震える体にムチ打つように、よろよろと立ち上がる。足を無理やり動かして、彼に駆け寄り、私は腕を伸ばした。後ろから彼を抱きしめ、男から引きはがす。
「蓮、蓮! もうだめ! オーバーキルはだめ!」
暴れる蓮を押さえようと力を込める。すると腕に鋭い痛みが走った。
「い゛っ、〜〜〜〜ッ!!」
蓮が私の腕に、がぶっと噛み付いたのだ。彼の歯は丸くて小さいけど、けっこうきつく歯を食い込ませてくる。痛い。めっちゃ痛い。泣きそう。もう涙目。
「れ、蓮……!」
初めて彼に会ったときに、聞いたことを思い出す。相性が悪い人たちを叩きのめして、自己嫌悪で枯れかけてしまった過去。それくらい嫌な面を、私を守るために、出させてしまった。
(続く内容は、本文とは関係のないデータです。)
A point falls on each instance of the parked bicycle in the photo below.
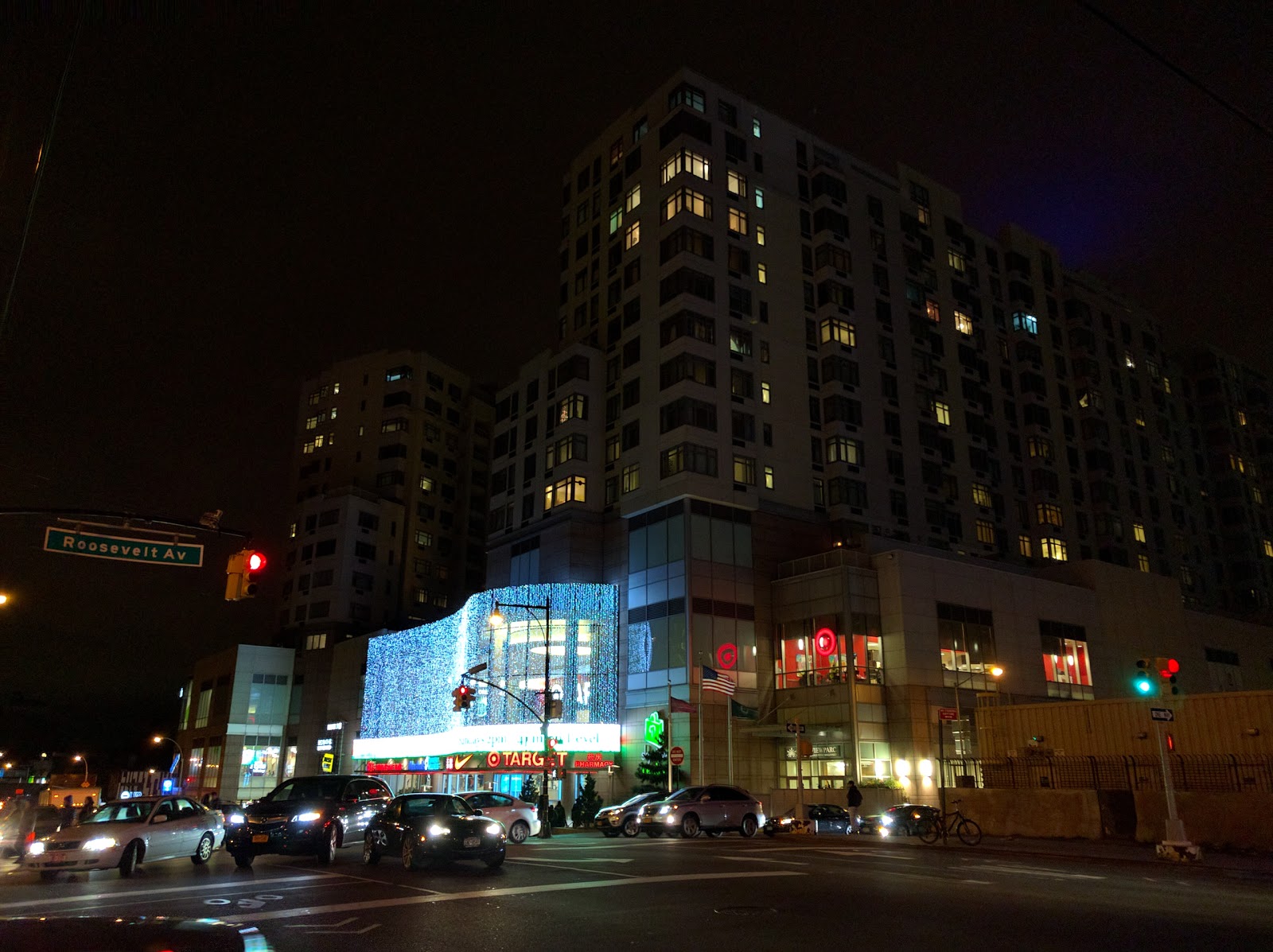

私が、連れ出したから。彼をこんな状態にしてしまった。
「蓮、ごめん、ごめんね」
「もう大丈夫。もう怖くないよ」
「私たちを傷つけようとする人は、もういないよ。大丈夫だから」
「大丈夫」
「怖くない。怖くないよ」
痛みごと、彼を抱きしめる。落ち着かせるように、さらさらの髪を何度も撫でて、小さな耳にささやきかける。
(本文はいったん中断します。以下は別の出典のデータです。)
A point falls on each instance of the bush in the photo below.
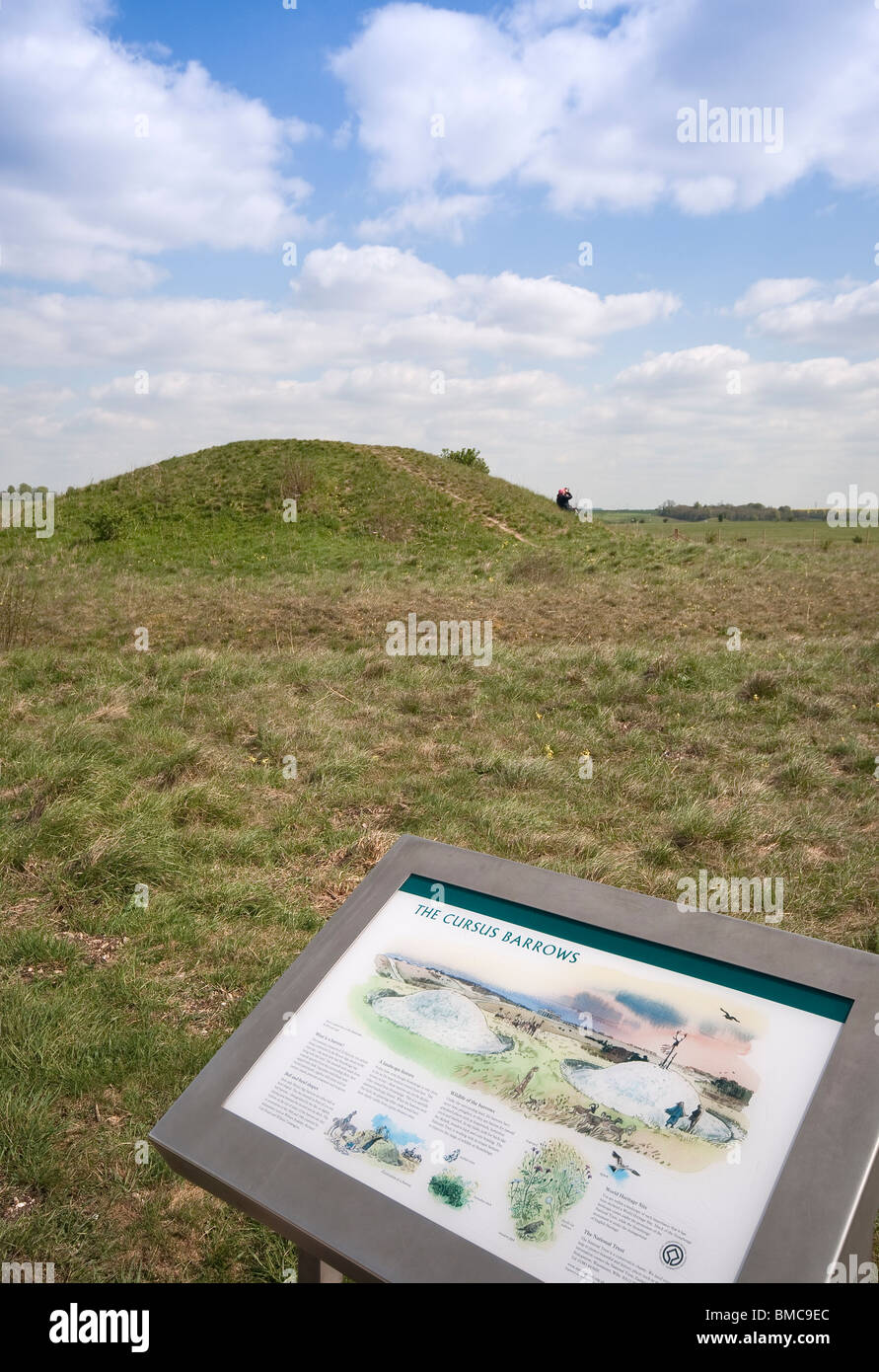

どれくらいの時間が経ったかは、分からない。そうしているうちに、気づけば歯の力が緩んでいった。腕の中の蓮がすっかり大人しくなり、私は彼を抱きしめたまま、数秒くらいぼうっとしていた。
「蓮、落ち着いた……?」
彼の体をこっちに向けさせる。蓮の顔を見たとき、私は息を呑んだ。蓮は真っ青な顔で目を見開いて、私を見つめていた。取り返しのつかない過ちを犯したように。
「……ッ、……ッ」
「……蓮」
口をパクパクと動かし、蓮がうつむいてうずくまろうとする。その両肩に手を添えて、私は彼の名前を呼んだ。
「蓮、こっち見て」
「……」
パーカーのフードを深く被り、フードを両手で押さえる蓮。その様子が痛々しくて、私は胸が潰れそうになる。
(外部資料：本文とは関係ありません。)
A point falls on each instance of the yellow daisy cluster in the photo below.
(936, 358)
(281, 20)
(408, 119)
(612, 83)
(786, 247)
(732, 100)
「ごめん。私が不用意に連れ出したから、蓮に嫌な思いをさせた」
蓮がぶんぶんと首を横に振る。そんな彼に甘えないように、私は彼を真正面から見つめた。伝えなきゃいけないことは、もう1つある。
「本当にごめんなさい。それから、守ってくれて、ありがとう」
蓮が顔を上げ、呆然としたように私の目を見る。それから、辛そうに眉を寄せて、私の頬と腕を指先で撫でた。ふれるかふれないか、ギリギリの力で、そうっと。私が殴られた場所と、噛まれた場所だ。
――……オレのこと、まだ側に置いてくれんのか。
「……え」
今の、もしかして蓮の声? ふれた場所から熱が伝わるように、頭の中で声が響いた。怯えているような、それを必死に隠しているような、硬い声。
「当たり前だよ」
彼の不安を取り払いたい。その想いが、はっきりした声になった。
「私はあなたの持ち主で、家族なんだから。病める時も健やかなる時も、側にいるよ」
グレーの目が揺れて、きらきらした雫が溜まる。ぽすりと頭を押し付けてくる彼を、私はぎゅっと抱きしめた。ここが世界で一番安心できると、彼が思えるように。
優しい桃の香りが、私たちをやわらかく包み込んでいた。